Rickesh Kishnani, co-founder and chairman of Rare Whisky Holdings, emphasized the appeal of whisky as an alternative asset for affluent investors increasingly looking beyond traditional safe havens like gold. “Whisky is a physical asset that is consumable, so supply naturally declines over time, and it gains value as it ages,” he said. Kishnani suggested the spirit offers diversification benefits, particularly amid uncertain economic conditions.
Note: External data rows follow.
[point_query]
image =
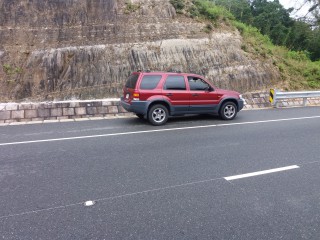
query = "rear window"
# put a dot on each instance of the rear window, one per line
(149, 82)
(132, 81)
(175, 83)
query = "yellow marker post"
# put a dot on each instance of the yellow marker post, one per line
(271, 97)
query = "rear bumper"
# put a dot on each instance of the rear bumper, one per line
(139, 107)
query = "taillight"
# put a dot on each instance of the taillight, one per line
(136, 96)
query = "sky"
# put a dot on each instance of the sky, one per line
(296, 4)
The new fund was launched on April 20, 2026, amid a notable decline in collectible whisky prices, which have dropped by nearly 40% in the past two years. This decline follows nearly two decades of growth driven by rising demand, especially from Asia. However, expanded production by distilleries to meet demand led to a surplus that has contributed to the current market correction. Major producers such as Diageo have responded by cutting output, while the Scotch Whisky Association reported a decrease in both export value and volume in 2025, citing weaker demand, tariffs, and rising costs as contributing factors.
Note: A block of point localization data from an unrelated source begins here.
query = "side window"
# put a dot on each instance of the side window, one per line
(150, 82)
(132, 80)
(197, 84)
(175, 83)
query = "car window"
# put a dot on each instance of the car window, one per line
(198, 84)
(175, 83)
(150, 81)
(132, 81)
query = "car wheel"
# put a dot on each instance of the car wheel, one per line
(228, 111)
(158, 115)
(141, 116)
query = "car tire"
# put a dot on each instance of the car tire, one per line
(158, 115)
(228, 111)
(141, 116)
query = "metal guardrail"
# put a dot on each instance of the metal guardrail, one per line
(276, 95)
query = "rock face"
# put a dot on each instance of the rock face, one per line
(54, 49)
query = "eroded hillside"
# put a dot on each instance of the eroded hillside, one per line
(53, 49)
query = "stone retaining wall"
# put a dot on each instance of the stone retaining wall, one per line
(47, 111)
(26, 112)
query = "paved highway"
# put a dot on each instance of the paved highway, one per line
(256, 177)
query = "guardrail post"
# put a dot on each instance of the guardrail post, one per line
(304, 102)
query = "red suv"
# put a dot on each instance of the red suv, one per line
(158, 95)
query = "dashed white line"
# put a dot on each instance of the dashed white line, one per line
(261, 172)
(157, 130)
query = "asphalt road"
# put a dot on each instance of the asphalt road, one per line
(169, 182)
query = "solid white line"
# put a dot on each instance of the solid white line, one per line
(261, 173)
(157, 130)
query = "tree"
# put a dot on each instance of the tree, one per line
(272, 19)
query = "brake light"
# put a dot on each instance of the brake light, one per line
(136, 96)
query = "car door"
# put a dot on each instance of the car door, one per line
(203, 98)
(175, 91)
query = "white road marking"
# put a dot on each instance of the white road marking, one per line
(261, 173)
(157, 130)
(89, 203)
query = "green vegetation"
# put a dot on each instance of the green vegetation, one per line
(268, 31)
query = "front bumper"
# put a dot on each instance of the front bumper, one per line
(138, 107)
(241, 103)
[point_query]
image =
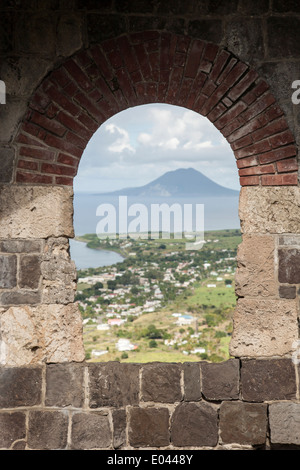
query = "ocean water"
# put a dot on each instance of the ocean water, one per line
(218, 214)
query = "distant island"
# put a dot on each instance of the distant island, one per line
(178, 183)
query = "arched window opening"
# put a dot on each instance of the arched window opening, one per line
(151, 287)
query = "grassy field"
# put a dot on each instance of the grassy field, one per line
(212, 307)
Kishnani described the current market environment as an “oversupply situation,” creating lower prices and thus a potential entry point for investors. Unlike traditional securities, whisky investments typically involve physical assets — either bottled whisky or casks containing spirit still aging in barrels. The firm highlights that whisky’s value is closely linked to its aging process, with older products generally commanding higher prices.
Rare Whisky Holdings’ first fund, launched in 2014, mainly focused on trading bottles and capitalized on increasing Asian demand. That fund raised US$26 million and delivered an annualized return of around 13% over seven years. For the new fund, the company is targeting higher returns with a planned five-year exit horizon, expressing optimism that prices will stabilize or bottom out within the next 12 to 18 months.
Unlike bottled whisky, casks continue to mature and can be actively managed through techniques such as re-racking, which involves transferring whisky between barrels to enhance flavor and quality. Kishnani noted that as casks age—moving from 12 to 15 or 18 years—they often appreciate significantly in value, marking key milestones in the maturation process.
Despite growing interest from investors, whisky as an asset class remains relatively opaque, with pricing often fragmented and transactions conducted in private deals. To address this, Rare Whisky Holdings is employing artificial intelligence to analyze transaction data and market trends, aiming to identify pricing inefficiencies and sourcing opportunities in the secondary market.